STILLBIRTH SERIES: Despite the conscious efforts of parents and care providers, some healthy pregnancies don’t turn out the way we expect they will. In this special series on stillbirths in Midwifery Today Issue 99, Tara Shah takes you on the emotional journey of her healthy pregnancy gone tragically wrong. Midwives Tammi L. McKinley and Bonnie Gruenberg offer practical tools and resources to support midwives attending a stillbirth, and Liz Collins reflects on the touching beauty of all births in her poem, “Amaya.”

Four women
waiting together
as women have always waited
outside of time
Four heartbeats
where five might
have been
Your mother
wailed
gasped
sharp rhythmic breaths
But you were silent
Empty seconds
Incomprehensible minutes
Sluggishly pass.
Sobered
We try to prepare
Each other, try to prepare
Your mother
But your birth
Is unknowable. So we simply
Wait.
Limp, grey
baby, born
into my pale, wavering hands.
Still
you fell from your mother’s glorious body
onto the white sheets below.
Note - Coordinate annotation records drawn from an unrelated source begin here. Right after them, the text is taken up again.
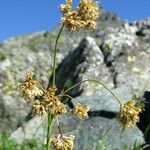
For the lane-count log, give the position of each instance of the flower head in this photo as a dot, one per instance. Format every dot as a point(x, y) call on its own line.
point(88, 10)
point(38, 108)
point(81, 111)
point(129, 114)
point(63, 143)
point(65, 8)
point(84, 17)
point(58, 108)
point(29, 88)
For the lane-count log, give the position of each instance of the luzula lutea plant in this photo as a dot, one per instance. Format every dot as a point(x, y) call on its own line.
point(48, 101)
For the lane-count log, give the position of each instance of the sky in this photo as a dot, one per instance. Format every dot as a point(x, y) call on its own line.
point(19, 17)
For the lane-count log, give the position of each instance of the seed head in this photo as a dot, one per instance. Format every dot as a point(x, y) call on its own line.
point(81, 111)
point(63, 143)
point(129, 114)
point(65, 8)
point(84, 17)
point(38, 108)
point(29, 88)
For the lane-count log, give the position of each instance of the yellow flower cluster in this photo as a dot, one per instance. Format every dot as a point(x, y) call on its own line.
point(29, 87)
point(129, 114)
point(81, 111)
point(47, 100)
point(63, 143)
point(83, 18)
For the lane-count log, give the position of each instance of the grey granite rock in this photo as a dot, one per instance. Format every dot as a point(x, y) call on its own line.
point(88, 132)
point(117, 53)
point(85, 62)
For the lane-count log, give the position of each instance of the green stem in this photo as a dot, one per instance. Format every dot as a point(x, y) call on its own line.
point(116, 97)
point(50, 117)
point(55, 52)
point(49, 123)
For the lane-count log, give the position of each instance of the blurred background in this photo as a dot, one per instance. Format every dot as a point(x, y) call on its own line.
point(117, 53)
point(27, 16)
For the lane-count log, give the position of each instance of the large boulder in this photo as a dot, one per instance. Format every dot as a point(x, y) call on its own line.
point(101, 126)
point(85, 62)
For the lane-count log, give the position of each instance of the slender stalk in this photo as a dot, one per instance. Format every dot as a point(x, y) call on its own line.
point(49, 123)
point(70, 97)
point(50, 117)
point(55, 52)
point(58, 125)
point(116, 97)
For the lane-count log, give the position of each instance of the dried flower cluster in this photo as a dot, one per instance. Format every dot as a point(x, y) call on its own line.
point(63, 143)
point(47, 100)
point(83, 17)
point(29, 87)
point(81, 111)
point(129, 114)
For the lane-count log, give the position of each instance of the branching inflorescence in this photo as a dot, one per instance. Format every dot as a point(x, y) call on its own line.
point(48, 101)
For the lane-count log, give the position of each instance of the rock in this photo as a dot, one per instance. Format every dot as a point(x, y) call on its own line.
point(126, 57)
point(85, 62)
point(91, 131)
point(117, 53)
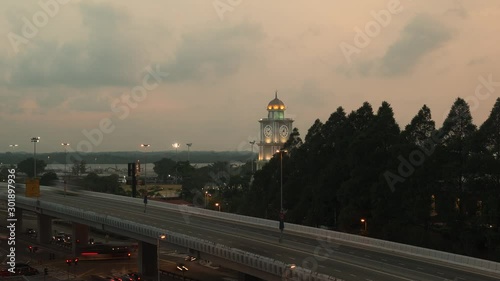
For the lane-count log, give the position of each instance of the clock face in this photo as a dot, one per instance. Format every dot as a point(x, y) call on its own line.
point(268, 131)
point(284, 131)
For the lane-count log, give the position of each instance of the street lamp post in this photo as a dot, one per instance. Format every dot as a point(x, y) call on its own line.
point(252, 143)
point(65, 144)
point(145, 166)
point(176, 146)
point(282, 213)
point(281, 177)
point(363, 221)
point(206, 197)
point(13, 145)
point(189, 146)
point(159, 238)
point(34, 140)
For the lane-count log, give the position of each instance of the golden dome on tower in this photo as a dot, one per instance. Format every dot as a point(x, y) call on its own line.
point(276, 104)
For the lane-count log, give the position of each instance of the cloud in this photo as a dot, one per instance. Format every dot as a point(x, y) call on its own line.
point(94, 103)
point(458, 9)
point(477, 61)
point(219, 51)
point(421, 36)
point(108, 56)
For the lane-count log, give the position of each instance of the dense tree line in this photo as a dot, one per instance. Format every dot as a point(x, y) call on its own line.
point(421, 185)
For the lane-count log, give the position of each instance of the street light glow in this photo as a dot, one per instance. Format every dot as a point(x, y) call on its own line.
point(145, 145)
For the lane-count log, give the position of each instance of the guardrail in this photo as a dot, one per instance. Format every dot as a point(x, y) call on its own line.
point(258, 262)
point(399, 248)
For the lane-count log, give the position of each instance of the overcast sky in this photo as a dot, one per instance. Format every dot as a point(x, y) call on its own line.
point(203, 72)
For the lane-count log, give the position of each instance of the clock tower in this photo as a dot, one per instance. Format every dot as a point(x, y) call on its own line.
point(274, 131)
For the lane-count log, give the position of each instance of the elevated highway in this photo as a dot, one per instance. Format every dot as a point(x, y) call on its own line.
point(252, 245)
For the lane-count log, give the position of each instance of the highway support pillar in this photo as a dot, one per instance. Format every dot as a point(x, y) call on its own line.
point(147, 259)
point(19, 220)
point(80, 236)
point(44, 229)
point(245, 277)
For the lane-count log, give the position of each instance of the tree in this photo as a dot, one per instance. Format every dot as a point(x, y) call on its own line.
point(26, 166)
point(79, 167)
point(48, 178)
point(164, 168)
point(421, 128)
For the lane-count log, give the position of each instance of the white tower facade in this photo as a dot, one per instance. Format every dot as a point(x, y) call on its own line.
point(274, 131)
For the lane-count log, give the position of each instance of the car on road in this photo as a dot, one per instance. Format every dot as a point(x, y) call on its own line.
point(31, 232)
point(61, 238)
point(135, 276)
point(20, 269)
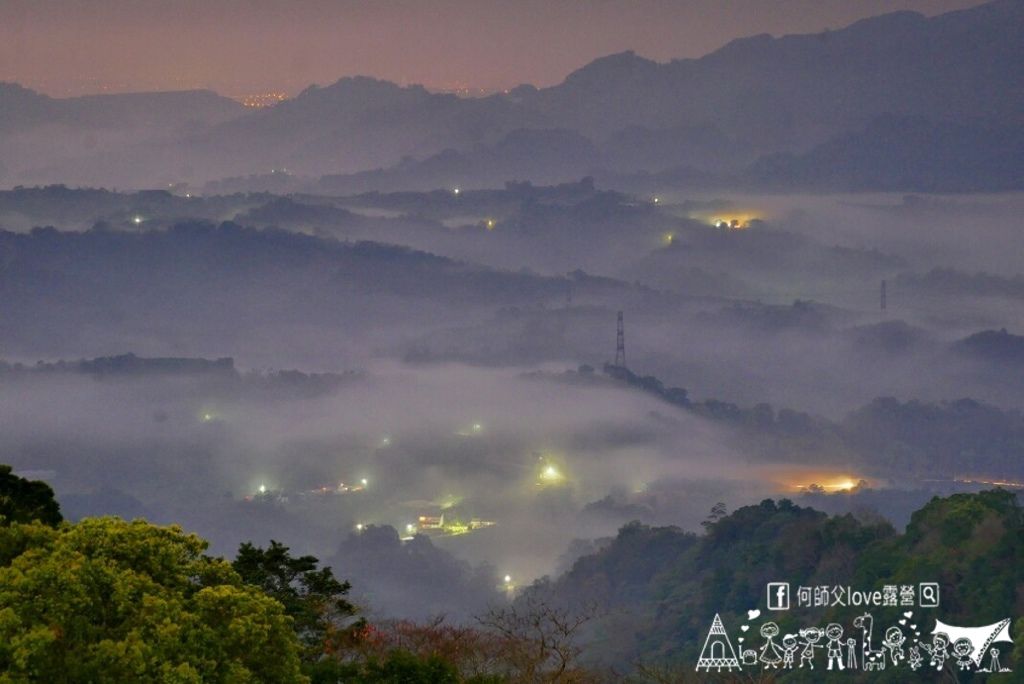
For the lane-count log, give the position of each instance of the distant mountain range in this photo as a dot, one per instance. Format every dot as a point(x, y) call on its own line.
point(760, 110)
Blood red
umbilical cord, wound around
shocking
in its vibrant color

Your absence, Amaya, was unbearable.
Do you know
What your mother did next?
She lifted
You to her breast
Smiling
And with a deep joy
She called you by your name
She admired your silky red hair
Creamy skin
Dark lips
Proud, she exclaimed out loud
how beautiful
you were
And I sobbed
My voice rang
Strangely in my ears
And tears blurred my vision
How foolish of me to think
that I could be present
but remain untouched

Liz Collins, CPM, is a homebirth midwife, herbalist and writer. She practices in New Jersey and Connecticut and remains in awe of women, babies and birth.